Mais le choléra n'est pas la seule maladie favorisée par la pluie: la transformation du camp en marais favorise également la prolifération des moustiques, et donc de la malaria qu'ils transmettent.
Les plus optimistes soulignent que le bétail, affaibli par des mois de sécheresse, pourra bénéficier quelques semaines plus tard de la régénération des pâtures, mais il faudra pour cela d'abord qu'il survive, lui aussi, aux maladies propagées par les inondations.
- 'Maudits' -
"Quand la zone est inondée, les gens sont exposés à plusieurs maladies. L'eau de pluie se mélange au contenu des latrines et cela affecte deux qui boivent cette eau, qui se baignent dedans ou cuisinent avec", abonde Mokhtar Dahari, 25 ans, un réfugié de Dadaab, évoquant par ailleurs la mort d'un enfant par noyade la veille.
"Et le pire, c'est qu'en raison des inondations, il y a des gens qui n'arrivent pas à accéder aux centres de santé", soupire le jeune homme.
Un chauffeur travaillant pour une ONG à Dadaab confirme: "les pistes sont inondées et certaines parties de Dadaab sont inaccessibles (...), les activités humanitaires sont ralenties".

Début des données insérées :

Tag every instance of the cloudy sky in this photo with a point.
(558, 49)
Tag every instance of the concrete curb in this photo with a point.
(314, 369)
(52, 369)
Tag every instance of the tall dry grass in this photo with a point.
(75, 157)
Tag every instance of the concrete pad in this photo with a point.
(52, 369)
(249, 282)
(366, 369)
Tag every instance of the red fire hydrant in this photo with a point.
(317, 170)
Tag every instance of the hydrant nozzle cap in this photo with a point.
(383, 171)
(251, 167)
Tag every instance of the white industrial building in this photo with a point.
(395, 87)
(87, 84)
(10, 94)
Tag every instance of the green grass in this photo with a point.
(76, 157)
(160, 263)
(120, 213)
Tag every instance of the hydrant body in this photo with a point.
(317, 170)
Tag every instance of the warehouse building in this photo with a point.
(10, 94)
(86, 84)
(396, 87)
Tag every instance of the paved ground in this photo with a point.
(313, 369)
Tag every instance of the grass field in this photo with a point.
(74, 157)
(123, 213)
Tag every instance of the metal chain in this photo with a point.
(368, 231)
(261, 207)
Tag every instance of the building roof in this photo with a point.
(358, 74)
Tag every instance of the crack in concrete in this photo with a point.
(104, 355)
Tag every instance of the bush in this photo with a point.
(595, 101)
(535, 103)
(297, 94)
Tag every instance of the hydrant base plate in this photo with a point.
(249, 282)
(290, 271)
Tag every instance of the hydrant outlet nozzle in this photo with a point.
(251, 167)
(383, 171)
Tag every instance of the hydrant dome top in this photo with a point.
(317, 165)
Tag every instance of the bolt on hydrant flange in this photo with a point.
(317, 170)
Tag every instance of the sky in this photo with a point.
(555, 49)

Pour l'heure, Mokhtar Dahari, jean mouillé jusqu'à mi-cuisse, s'estime heureux. L'eau s'est arrêtée à quelques mètres de son abri partiellement construit en terre. Pelle en main, il remplit des sacs de terre qu'il dispose autour de sa demeure, en prévision de nouvelles précipitations.
"Si l'eau monte encore, la partie en terre de ma maison va être détruite", explique Mokhtar, qui en viendrait presque à regretter les périodes de sécheresse.
Et Caleb Odhiambo d'ironiser avec amertume: "la situation à Dadaab, c'est que les réfugiés sont maudits quand il ne pleut pas, et qu'ils sont également maudits quand il pleut".